The History of the London Bus

The red double-decker bus is one of the most iconic features of London and with good reason. Just like the London Underground, these buses are one of the faster and efficient ways to travel in the hustle and bustle of this booming metropolis.

The buses that are seen today in London aren’t the ones that were always around and there is quite a story to tell behind it and how it all started. Did you know that London buses are red because the General Omnibus Company in 1907 wanted to stand out from the other independent companies? Here is all you need to know about how London buses came into being and what type of services they provide in the present day.

The First London Buses

The first known “buses” of London were used in 1829 and were horse drawn; taking people from one destination to another just like a taxi service. They were started by George Shillibeer who used to take people from Paddington to the city on a horse drawn omnibus with the intention of starting a service similar to the buses of today.

In 1855 an organisation was formed, called the London General Omnibus Company, and it was their duty to manage all the horse drawn bus services in London at the time, preventing problems and making sure everything is working the right way.

The last horse drawn omnibus was seen in 1914 and then 1919 saw the rise of steam buses which were more of the modern option at the time due to the advancements in technology. This was soon out of practice due to the new motor buses which were even more efficient. The London General Omnibus Company became part of the London Passenger Transport Board and their division became known simple as London Transport.

It wasn't until in 1906 that numbers were first used on buses to differentiate them and the routes that they would normally take. Independent bus companies would use a number and letter for their buses which but in 1924, the Metropolitan Police were given the authority to choose numbers for each bus depending on the bus but this led to much confusion and problems for these companies.

In 1933, the London Transport Passenger Act saw to it that this authority was taken from the Metropolitan Police due to the confusion it caused, and handed back to the owners of the bus companies that in turn made sure everything was back in order.

In the year 2000, the ownership of London buses was changed from the London Regional Transport which was controlled by the government to Transport for London, or TFL, which is the Mayor of London’s own transport organisation and continues to be run by them today.

Different Kinds of Buses

London is so vast that there isn’t simply one kind of bus service operating around the city. Here are the different kinds of bus services that can be taken advantage of in London, as the transport here comes in a wide range of services to suit everybody's needs.

Local buses are the most common type of bus and are based everywhere in London not just in the city. These buses follow designated routes and take people to local places on a daily basis making it a suitable option for daily commuting. Adults must pay a full fair using an Oyster card but children and teenagers up to the age of eighteen are given a Zip card enabling to have free bus travel and discounted London Underground travel. The buses come in a variety of models and types, some being double-decker whereas some are single.

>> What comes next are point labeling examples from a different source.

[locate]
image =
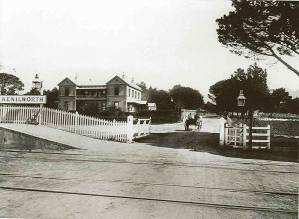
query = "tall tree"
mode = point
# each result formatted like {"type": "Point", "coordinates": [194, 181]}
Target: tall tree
{"type": "Point", "coordinates": [161, 98]}
{"type": "Point", "coordinates": [10, 84]}
{"type": "Point", "coordinates": [278, 98]}
{"type": "Point", "coordinates": [265, 28]}
{"type": "Point", "coordinates": [254, 84]}
{"type": "Point", "coordinates": [186, 97]}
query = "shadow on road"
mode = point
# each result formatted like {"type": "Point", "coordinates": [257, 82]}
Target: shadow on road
{"type": "Point", "coordinates": [208, 142]}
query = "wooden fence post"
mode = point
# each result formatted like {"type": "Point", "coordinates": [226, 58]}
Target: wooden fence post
{"type": "Point", "coordinates": [221, 131]}
{"type": "Point", "coordinates": [268, 137]}
{"type": "Point", "coordinates": [244, 135]}
{"type": "Point", "coordinates": [130, 128]}
{"type": "Point", "coordinates": [76, 122]}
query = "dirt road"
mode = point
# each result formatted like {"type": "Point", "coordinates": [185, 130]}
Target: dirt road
{"type": "Point", "coordinates": [143, 181]}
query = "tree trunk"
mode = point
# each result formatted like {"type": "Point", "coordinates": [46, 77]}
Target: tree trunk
{"type": "Point", "coordinates": [250, 114]}
{"type": "Point", "coordinates": [286, 64]}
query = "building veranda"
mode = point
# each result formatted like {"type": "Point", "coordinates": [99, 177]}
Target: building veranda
{"type": "Point", "coordinates": [118, 93]}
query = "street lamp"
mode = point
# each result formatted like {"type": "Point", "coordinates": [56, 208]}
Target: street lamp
{"type": "Point", "coordinates": [241, 103]}
{"type": "Point", "coordinates": [37, 84]}
{"type": "Point", "coordinates": [241, 99]}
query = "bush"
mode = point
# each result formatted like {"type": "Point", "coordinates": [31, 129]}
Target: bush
{"type": "Point", "coordinates": [159, 116]}
{"type": "Point", "coordinates": [289, 128]}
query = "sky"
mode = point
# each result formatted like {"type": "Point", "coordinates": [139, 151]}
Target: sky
{"type": "Point", "coordinates": [160, 42]}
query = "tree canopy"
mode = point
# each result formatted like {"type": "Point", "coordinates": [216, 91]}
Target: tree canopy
{"type": "Point", "coordinates": [266, 28]}
{"type": "Point", "coordinates": [186, 97]}
{"type": "Point", "coordinates": [254, 84]}
{"type": "Point", "coordinates": [10, 84]}
{"type": "Point", "coordinates": [161, 98]}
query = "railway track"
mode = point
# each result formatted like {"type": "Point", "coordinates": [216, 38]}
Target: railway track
{"type": "Point", "coordinates": [206, 204]}
{"type": "Point", "coordinates": [282, 193]}
{"type": "Point", "coordinates": [93, 155]}
{"type": "Point", "coordinates": [152, 163]}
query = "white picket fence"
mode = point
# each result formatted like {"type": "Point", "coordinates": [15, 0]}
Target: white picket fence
{"type": "Point", "coordinates": [239, 136]}
{"type": "Point", "coordinates": [123, 131]}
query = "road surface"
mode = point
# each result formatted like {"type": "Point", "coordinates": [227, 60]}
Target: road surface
{"type": "Point", "coordinates": [119, 180]}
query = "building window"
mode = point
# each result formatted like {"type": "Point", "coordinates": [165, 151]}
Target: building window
{"type": "Point", "coordinates": [103, 106]}
{"type": "Point", "coordinates": [66, 91]}
{"type": "Point", "coordinates": [116, 91]}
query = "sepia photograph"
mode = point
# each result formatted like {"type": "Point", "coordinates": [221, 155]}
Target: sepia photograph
{"type": "Point", "coordinates": [137, 109]}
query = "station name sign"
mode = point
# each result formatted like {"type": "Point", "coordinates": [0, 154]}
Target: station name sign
{"type": "Point", "coordinates": [23, 99]}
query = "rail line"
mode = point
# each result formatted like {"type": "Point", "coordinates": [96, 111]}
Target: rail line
{"type": "Point", "coordinates": [206, 204]}
{"type": "Point", "coordinates": [89, 155]}
{"type": "Point", "coordinates": [153, 163]}
{"type": "Point", "coordinates": [282, 193]}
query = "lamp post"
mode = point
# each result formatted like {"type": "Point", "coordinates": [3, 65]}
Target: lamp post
{"type": "Point", "coordinates": [241, 103]}
{"type": "Point", "coordinates": [37, 84]}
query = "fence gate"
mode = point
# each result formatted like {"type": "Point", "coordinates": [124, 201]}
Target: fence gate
{"type": "Point", "coordinates": [239, 136]}
{"type": "Point", "coordinates": [124, 131]}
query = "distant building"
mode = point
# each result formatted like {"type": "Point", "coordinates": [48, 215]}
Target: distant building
{"type": "Point", "coordinates": [117, 93]}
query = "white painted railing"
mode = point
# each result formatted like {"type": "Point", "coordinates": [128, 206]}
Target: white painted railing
{"type": "Point", "coordinates": [239, 136]}
{"type": "Point", "coordinates": [124, 131]}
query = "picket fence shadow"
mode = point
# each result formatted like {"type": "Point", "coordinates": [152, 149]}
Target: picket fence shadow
{"type": "Point", "coordinates": [122, 131]}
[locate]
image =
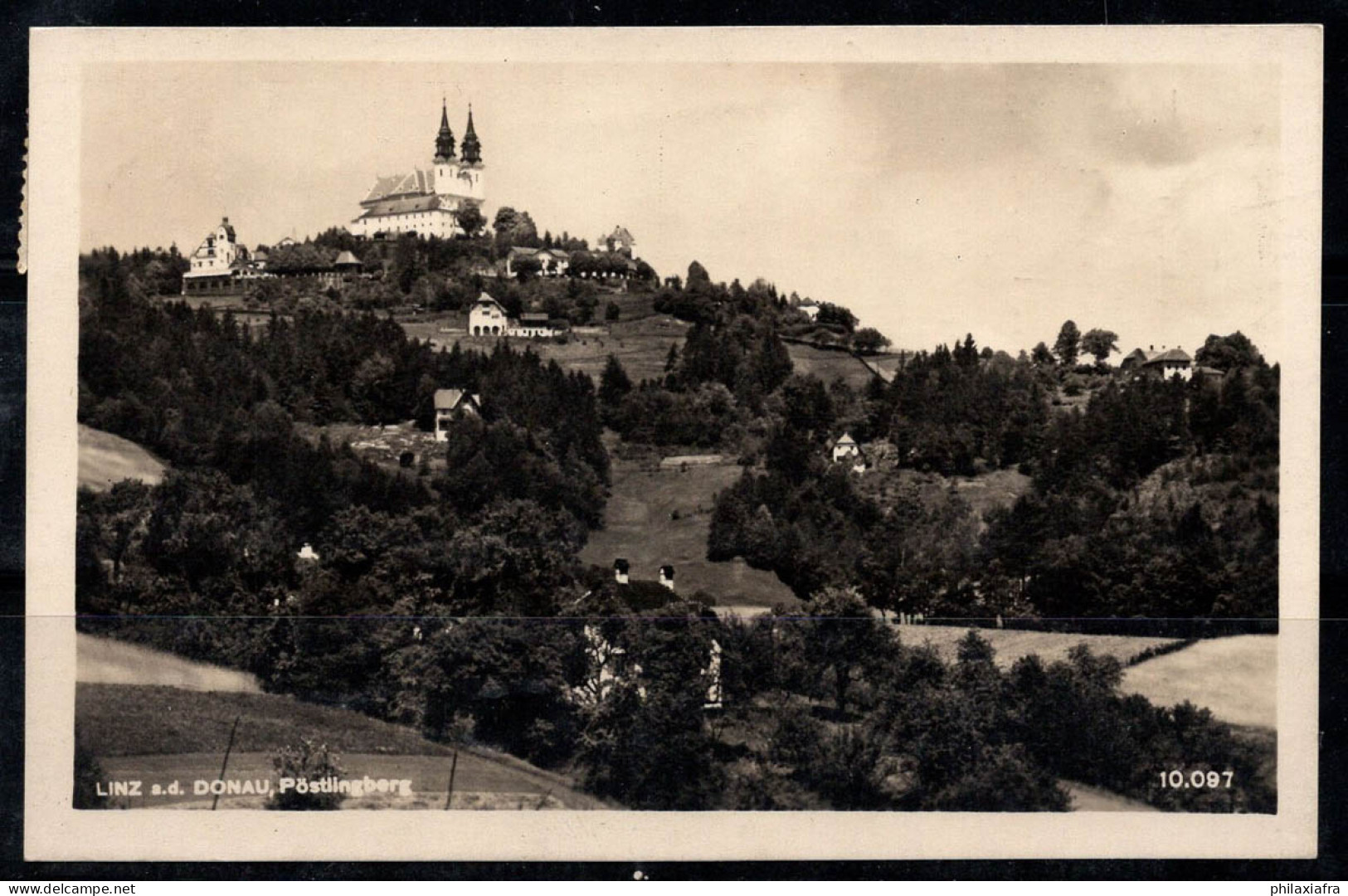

Night buses first started running in 1913 and are useful for those who might have finished somewhere late and are unable to get a regular bus home because they aren’t running in those hours. The night bus is a transport service that runs when other regular buses do not.

One of the more common sights in London are tour buses. Tour buses are specially designed for taking tourists around for sight-seeing in the more famous parts on Central London and the city's iconic landmarks. They usually have an open top deck and facilities for tourists making it comfortable for people who aren’t really travelling but are just here for touring.

Long distance coaches, normally ran by the National express, connect buses from London to other parts of the United Kingdom and work as an alternative to trains. Megabus, ran by Stagecoach, are the biggest competitors of the national express who offer cheaper services aimed at students for when they want to travel from London to another part of the country.

Airport buses, which are also run by the National express, take people to and from airports in London. These buses provide a quick service for people who need to reach an airport as soon as possible and it saves them time rather than having to take various local buses and ending up missing a flight.

London also has a small number of electric buses, making this is a more environmentally friendly option, but this kind of technology is still being tested to see if it can actually replace the buses that are in use today.

Buses Outside of Transport

London buses have become so iconic that they have become a large part of the London souvenir industry. There are bus key chains, magnets and many other wonderful souvenirs that are designed to replicate the famous red buses that are commonly seen zooming around the city. So if you want to treat someone special to some super cool London souvenirs, the Double Decker bus design always makes a wonderful gift idea.

There is even a restaurant called the JustFab Food Bus in London which operates from a converted Double Decker bus, giving a stylish and humorous feel to the place, thus making it a great day out for people who appreciate a tasty work of art or two. They serve burgers and other delicious options that are definitely worth looking into if you are visiting London or simply want somewhere good to eat that’s different from regular restaurants.

Buses are also used a way to advertise upcoming movies amongst other things, they are normally painted or fitted with banners in order to fulfil their purpose and thousands of people get to see them on a daily basis.